La première étape de ce travail consiste à rechercher les origines de la stigmatisation dans le but affiché d’en trouver la source et de la tarir. Pourquoi le fait de ne pas payer ses dettes est-il intrinsèquement infamant, même lorsque la raison de cette abstention est parfaitement excusable et que la défaillance est innocente ? La réponse la plus évidente à cette question réside dans le tort causé aux créanciers qui n’obtiendront pas leur dû. Même sans culpabilité du débiteur il y a des dommages pour ceux qu’il ne rembourse pas. Pourtant le droit connait des cas de responsabilité sans fautes, impliquant une réparation du dommage sans que cela soit stigmatisant.

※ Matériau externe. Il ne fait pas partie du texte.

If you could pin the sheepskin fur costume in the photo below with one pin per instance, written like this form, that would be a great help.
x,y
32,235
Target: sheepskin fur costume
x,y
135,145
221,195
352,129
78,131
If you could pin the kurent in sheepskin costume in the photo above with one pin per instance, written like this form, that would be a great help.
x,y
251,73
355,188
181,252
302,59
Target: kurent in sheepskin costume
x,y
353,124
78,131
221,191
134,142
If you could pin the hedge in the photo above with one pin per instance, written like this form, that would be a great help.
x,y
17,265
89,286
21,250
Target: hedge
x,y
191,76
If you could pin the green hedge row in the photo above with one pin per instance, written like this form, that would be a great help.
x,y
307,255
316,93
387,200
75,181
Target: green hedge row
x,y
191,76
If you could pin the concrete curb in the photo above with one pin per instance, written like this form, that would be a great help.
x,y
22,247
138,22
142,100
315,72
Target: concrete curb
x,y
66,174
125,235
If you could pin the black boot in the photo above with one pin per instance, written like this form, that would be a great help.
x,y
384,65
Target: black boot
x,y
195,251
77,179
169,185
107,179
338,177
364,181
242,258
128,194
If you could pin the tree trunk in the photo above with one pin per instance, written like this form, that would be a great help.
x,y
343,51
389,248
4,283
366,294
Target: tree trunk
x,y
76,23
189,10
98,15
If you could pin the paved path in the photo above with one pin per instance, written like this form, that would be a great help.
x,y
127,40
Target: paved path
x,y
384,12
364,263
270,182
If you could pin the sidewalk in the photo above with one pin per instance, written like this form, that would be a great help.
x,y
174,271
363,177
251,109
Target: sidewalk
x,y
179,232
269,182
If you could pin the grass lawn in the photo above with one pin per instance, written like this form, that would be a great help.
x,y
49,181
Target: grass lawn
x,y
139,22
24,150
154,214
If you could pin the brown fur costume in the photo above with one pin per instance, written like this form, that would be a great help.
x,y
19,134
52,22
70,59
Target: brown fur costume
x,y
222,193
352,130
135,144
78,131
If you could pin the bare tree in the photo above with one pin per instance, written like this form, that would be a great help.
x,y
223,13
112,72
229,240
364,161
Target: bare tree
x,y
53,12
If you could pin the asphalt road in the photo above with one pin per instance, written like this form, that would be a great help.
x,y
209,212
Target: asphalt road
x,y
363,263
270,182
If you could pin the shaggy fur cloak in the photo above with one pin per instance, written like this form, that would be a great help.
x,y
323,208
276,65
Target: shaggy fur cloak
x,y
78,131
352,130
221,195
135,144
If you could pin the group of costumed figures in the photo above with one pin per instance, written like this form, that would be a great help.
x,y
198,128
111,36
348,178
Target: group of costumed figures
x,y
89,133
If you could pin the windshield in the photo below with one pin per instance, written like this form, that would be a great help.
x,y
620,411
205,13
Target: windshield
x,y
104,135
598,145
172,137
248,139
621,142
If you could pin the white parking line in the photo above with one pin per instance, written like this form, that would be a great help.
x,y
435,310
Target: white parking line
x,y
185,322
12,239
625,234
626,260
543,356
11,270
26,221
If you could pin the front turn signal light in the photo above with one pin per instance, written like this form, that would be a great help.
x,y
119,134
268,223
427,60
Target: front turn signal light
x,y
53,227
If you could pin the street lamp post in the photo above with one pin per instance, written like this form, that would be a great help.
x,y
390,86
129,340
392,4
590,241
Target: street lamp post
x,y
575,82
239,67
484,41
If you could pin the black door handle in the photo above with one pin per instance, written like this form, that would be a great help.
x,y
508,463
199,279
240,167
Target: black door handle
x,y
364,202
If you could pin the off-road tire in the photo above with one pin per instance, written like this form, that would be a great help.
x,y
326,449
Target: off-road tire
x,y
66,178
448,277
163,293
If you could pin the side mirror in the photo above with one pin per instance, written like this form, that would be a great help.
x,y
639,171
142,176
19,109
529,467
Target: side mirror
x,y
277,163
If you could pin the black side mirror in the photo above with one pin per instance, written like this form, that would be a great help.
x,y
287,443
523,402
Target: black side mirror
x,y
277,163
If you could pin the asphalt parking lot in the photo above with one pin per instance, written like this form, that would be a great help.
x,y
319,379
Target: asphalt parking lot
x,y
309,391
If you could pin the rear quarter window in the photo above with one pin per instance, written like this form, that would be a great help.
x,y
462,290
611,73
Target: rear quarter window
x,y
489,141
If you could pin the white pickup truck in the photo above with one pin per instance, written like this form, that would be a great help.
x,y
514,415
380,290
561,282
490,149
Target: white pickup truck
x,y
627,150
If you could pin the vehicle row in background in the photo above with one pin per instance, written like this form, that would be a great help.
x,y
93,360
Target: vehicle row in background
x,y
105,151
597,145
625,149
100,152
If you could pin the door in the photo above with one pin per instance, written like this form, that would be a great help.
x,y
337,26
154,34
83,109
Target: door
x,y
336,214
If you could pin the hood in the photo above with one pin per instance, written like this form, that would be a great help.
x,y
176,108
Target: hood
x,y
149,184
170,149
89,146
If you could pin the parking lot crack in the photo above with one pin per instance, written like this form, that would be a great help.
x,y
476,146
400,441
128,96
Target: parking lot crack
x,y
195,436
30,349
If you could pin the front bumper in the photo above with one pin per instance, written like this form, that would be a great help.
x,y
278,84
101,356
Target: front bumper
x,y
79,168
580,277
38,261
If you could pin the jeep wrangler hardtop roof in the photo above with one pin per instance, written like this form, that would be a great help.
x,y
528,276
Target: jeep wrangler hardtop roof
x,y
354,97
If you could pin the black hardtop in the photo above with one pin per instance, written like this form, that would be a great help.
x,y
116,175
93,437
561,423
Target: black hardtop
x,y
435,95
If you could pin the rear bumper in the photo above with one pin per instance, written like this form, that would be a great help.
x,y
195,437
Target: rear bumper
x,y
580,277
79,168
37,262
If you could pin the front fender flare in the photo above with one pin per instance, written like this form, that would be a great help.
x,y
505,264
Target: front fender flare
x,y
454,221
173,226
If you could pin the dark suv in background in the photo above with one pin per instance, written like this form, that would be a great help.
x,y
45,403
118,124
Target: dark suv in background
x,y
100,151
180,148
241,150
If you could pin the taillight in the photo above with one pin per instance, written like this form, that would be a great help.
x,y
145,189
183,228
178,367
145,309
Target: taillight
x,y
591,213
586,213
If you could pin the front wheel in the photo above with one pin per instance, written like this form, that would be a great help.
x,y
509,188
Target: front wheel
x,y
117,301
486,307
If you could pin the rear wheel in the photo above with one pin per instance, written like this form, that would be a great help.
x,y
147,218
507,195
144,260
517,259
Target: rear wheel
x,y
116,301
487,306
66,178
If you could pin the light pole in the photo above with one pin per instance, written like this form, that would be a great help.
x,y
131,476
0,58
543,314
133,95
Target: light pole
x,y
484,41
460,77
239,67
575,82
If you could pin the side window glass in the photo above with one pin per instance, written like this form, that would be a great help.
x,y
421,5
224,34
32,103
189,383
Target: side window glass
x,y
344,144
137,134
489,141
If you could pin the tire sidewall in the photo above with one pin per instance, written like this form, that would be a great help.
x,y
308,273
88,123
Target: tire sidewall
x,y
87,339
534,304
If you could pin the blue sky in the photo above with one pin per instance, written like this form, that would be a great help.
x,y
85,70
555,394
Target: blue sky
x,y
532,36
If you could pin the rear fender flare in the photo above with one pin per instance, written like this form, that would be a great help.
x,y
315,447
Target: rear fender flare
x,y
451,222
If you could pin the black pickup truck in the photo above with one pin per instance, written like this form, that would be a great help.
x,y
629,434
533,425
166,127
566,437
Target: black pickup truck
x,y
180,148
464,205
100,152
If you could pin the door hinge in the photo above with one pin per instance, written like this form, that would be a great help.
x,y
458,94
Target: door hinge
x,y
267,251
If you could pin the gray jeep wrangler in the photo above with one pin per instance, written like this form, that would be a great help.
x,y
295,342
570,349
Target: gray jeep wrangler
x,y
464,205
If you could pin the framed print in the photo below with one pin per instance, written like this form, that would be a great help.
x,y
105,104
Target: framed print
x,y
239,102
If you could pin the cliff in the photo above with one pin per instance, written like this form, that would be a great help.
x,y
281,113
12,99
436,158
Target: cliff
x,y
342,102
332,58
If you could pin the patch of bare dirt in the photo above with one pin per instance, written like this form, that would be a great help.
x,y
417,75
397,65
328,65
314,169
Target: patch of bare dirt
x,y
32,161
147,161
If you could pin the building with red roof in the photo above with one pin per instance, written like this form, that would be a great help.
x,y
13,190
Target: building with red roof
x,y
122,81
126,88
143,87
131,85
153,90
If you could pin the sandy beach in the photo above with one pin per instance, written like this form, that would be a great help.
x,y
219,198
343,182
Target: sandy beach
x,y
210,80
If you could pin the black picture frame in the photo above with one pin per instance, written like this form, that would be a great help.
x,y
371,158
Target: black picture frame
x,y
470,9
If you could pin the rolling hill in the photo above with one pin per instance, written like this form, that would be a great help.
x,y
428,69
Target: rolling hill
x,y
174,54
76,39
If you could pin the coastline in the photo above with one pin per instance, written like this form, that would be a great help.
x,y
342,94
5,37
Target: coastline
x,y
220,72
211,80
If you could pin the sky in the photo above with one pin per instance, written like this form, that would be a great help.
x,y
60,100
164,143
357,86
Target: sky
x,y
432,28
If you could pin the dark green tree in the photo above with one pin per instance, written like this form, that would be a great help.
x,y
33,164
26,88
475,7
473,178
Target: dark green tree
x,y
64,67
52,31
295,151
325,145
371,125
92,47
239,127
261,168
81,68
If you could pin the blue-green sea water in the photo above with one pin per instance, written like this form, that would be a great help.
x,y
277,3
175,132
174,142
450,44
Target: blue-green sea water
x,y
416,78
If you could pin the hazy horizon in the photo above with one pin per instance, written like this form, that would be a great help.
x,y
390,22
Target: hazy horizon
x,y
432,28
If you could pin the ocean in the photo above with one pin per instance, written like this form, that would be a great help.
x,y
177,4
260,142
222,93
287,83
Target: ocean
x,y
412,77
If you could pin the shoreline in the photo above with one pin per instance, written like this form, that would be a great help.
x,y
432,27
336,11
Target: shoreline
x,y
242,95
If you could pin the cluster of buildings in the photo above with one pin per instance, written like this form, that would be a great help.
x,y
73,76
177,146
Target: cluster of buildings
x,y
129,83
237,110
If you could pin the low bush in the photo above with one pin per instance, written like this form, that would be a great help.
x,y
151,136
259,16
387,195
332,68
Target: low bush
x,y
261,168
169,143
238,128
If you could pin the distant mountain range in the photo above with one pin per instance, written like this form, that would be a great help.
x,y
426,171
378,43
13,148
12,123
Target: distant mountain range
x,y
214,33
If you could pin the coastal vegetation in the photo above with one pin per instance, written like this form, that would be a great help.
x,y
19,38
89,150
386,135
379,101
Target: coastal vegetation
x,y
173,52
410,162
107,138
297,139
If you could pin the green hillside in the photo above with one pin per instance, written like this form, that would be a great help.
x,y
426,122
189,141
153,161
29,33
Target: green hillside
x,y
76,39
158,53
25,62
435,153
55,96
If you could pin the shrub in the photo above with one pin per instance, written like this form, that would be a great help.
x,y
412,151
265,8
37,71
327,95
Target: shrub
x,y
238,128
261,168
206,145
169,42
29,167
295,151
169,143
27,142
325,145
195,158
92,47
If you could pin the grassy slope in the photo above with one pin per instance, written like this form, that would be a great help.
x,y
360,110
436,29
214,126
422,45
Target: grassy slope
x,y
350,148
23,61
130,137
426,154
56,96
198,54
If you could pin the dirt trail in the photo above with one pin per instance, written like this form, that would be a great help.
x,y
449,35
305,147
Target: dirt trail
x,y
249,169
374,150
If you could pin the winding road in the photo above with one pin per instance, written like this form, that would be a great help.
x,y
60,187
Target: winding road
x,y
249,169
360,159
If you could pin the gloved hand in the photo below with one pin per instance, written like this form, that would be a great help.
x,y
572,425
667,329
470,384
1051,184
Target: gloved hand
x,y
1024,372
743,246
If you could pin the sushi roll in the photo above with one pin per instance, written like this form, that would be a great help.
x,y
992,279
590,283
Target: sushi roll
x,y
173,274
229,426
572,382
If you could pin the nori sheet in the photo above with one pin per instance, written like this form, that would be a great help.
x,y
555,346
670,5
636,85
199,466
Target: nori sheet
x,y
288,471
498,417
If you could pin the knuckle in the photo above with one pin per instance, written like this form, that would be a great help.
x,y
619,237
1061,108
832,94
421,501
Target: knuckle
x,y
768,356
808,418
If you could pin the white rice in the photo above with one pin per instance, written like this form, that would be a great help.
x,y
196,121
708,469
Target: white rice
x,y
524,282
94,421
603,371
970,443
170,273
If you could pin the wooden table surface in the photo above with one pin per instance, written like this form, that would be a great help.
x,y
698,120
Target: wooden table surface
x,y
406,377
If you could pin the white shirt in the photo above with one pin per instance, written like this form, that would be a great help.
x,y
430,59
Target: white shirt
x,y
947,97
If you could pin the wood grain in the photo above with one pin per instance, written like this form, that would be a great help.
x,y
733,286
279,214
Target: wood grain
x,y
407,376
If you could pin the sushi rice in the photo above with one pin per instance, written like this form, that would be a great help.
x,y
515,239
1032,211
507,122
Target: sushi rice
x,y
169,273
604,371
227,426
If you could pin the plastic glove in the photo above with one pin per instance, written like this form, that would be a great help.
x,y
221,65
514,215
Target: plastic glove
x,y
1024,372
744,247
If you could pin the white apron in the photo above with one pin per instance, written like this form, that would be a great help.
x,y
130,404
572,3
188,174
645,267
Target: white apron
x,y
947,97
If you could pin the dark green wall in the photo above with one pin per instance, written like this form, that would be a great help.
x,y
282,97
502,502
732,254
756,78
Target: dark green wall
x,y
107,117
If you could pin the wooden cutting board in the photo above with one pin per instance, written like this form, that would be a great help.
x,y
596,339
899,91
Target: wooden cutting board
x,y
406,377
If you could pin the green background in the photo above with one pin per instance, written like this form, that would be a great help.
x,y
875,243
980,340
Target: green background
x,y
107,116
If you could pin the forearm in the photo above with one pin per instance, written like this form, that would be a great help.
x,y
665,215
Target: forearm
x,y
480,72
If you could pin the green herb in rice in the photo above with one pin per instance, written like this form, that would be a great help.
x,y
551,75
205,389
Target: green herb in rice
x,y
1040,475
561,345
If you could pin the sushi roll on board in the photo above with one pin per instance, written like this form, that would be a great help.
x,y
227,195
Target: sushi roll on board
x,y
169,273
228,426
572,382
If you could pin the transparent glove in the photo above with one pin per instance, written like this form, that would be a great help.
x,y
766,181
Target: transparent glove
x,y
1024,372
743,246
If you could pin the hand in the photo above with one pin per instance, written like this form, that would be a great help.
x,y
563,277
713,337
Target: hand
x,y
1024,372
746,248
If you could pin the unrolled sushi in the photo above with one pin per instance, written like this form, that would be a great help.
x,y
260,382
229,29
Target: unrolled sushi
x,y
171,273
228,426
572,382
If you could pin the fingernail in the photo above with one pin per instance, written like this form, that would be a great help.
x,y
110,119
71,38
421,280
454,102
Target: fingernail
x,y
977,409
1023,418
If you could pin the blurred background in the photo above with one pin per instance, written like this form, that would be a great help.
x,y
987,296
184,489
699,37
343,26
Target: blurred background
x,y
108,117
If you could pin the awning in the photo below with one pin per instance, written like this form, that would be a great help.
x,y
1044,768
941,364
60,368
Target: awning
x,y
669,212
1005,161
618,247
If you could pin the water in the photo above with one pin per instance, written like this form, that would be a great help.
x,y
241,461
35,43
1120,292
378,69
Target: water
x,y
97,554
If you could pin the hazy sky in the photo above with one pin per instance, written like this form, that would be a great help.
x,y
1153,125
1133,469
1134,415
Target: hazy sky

Comprendre les origines de la marque apposée au failli impose donc une étude plus complexe, à l’orée de la sociologie, de l’histoire et du droit. Un travail néanmoins plus que jamais nécessaire dans la perspective d’agir efficacement afin de faciliter le traitement de l’entreprise, le rebond de l’entrepreneur et surtout pour apporter une réponse adéquate à la souffrance que ressentent les chefs d’entreprises en difficulté. Ils sont encore trop nombreux à préférer s’en remettre au jugement dernier plutôt qu’à celui du tribunal de commerce. Dans une perspective résolument pragmatique, l’étude des stigmates de la faillite permettra de proposer « nouvelle approche en matière de défaillance et d’insolvabilité des entreprises » [14].